This system has evolved over many centuries. There is a logic to it, and it has worked well. The logic is built into the accounting software that is often utilized by businesses. What may appear tedious is not nearly so tedious when an accountant only has to make the journal entry and the entries in the general ledger are made by the computer automatically.
General Ledger Example
|2018-06-01||To record initial investment in company||JE#1||$100,000.00||$100,000.00||Dr|
|2018-06-25||To record bank loan from First Bank||JE#2||$300,000.00||$400,000.00||Dr|
|2018-06-26||To record purchase of land and building||JE#4||$350,000.00||$50,000.00||Dr|
|2018-06-01||To record initial investment in company||JE#1||$100,000.00||$100,000.00||Cr|
All the journal entries to cash have not been shown. Notice there is a reference back to the original journal entry, JE#1, in the case of recording the initial investment. The general ledger is cross-referenced to the source of the entry. There is also a running balance to the right of the entries. The short forms Dr for debit and Cr for credit quickly show what the net balance is in any given account. Cash is an asset, is increased with a debit, and normally has a debit balance. Common Stock is an equity account, is increased with a credit, and normally has a credit balance. Therefore when common stock was issued, the entry recorded an increase (debit) to cash and an increase (credit) in common stock.
Often, at the end of a reporting period, such as a month or quarter, just the balance is brought forward. This is usually done when opening the books for a new year. If an accountant were still using paper, they would not want to keep all the pages from years ago in the same book, so they would open a new book. Even with a computer, not bringing the balance forward might slow down processing if the company were very large and had millions of transactions.
Sales Journal Example
|Date||Customer||Invoice #||Sales Cr||Sales tax Cr||Invoice Total||Cash Dr||Receivables Dr||Inventory Cr||Cost of Goods Dr|
|2018-07-13||Phil's Pest Control||18002||$80.00||$4.00||$84.00||$84.00||$40.00||$40.00|
|2018-07-13||Sales for Week||SJ01||$380.00||$19.00||$399.00||$84.00||$315.00||$240.00||$240.00|
Transfer to General Ledger Example
|Sales Date||Description||Reference||Debit||Credit||Account Balance||Dr/Cr|
|2018-07-13||Sales for the week||SJ01||$380.00||$380.00||Dr|
Other subsidiary journals include a purchase journal for buying goods and services and a payroll journal for recording payments to employees.

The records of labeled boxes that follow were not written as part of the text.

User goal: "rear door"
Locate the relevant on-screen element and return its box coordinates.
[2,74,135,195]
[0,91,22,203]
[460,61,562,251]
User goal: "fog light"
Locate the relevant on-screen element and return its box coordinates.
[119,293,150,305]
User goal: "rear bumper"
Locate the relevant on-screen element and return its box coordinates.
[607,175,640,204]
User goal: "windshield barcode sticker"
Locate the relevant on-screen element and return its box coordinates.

There is also a cash receipts journal for recording cash received and a cash disbursements journal for recording payments.

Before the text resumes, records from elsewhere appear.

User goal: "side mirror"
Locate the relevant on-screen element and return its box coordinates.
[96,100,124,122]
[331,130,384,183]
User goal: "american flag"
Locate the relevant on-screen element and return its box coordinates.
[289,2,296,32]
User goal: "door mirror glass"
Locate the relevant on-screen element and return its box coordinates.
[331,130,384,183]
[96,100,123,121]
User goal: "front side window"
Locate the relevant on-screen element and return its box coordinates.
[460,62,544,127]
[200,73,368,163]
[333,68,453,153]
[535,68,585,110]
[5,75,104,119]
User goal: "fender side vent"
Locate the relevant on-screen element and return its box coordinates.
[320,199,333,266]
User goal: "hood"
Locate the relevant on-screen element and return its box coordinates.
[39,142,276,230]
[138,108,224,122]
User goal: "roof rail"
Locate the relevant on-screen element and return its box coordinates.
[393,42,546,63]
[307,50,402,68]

There are also subsidiary ledgers, often called subledgers. While a journal is for recording transactions as they occur, a ledger keeps a running total of transactions that have occurred. An accounts receivable subledger keeps track of sales and payments by customers.
Accounts Receivable Subledger Example
Following the logic of the subsidiary journals, an inventory ledger, usually known as a perpetual inventory record, keeps track of how many items of each type are available to sell to customers. A payroll ledger keeps track of payments made to employees and is used at tax time to issue W-2 forms to employees. A common stock ledger is used to keep track of who owns how many shares of a company stock.

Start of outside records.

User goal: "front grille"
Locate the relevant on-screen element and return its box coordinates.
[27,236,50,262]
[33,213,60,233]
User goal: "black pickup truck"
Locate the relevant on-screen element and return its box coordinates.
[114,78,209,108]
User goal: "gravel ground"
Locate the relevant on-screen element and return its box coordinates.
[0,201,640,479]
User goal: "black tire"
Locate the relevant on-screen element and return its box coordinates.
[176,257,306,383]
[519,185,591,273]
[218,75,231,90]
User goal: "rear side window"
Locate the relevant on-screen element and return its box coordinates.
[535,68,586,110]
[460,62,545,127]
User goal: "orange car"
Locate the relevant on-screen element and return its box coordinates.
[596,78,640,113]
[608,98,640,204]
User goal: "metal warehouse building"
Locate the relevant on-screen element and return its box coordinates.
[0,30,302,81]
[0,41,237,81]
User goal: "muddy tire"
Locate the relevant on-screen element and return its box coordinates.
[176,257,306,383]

None of these extra journals and ledgers may be necessary for a very small and simple business. More may be needed for a very large and complex business. What works well for one organization may be unnecessary or not enough for a different organization.
Once again, accounting software takes care of things in the background. Data-based software may not use the exact labels of subsidiary records but can create something that looks like a subsidiary record, such as a cash receipts journal, if necessary.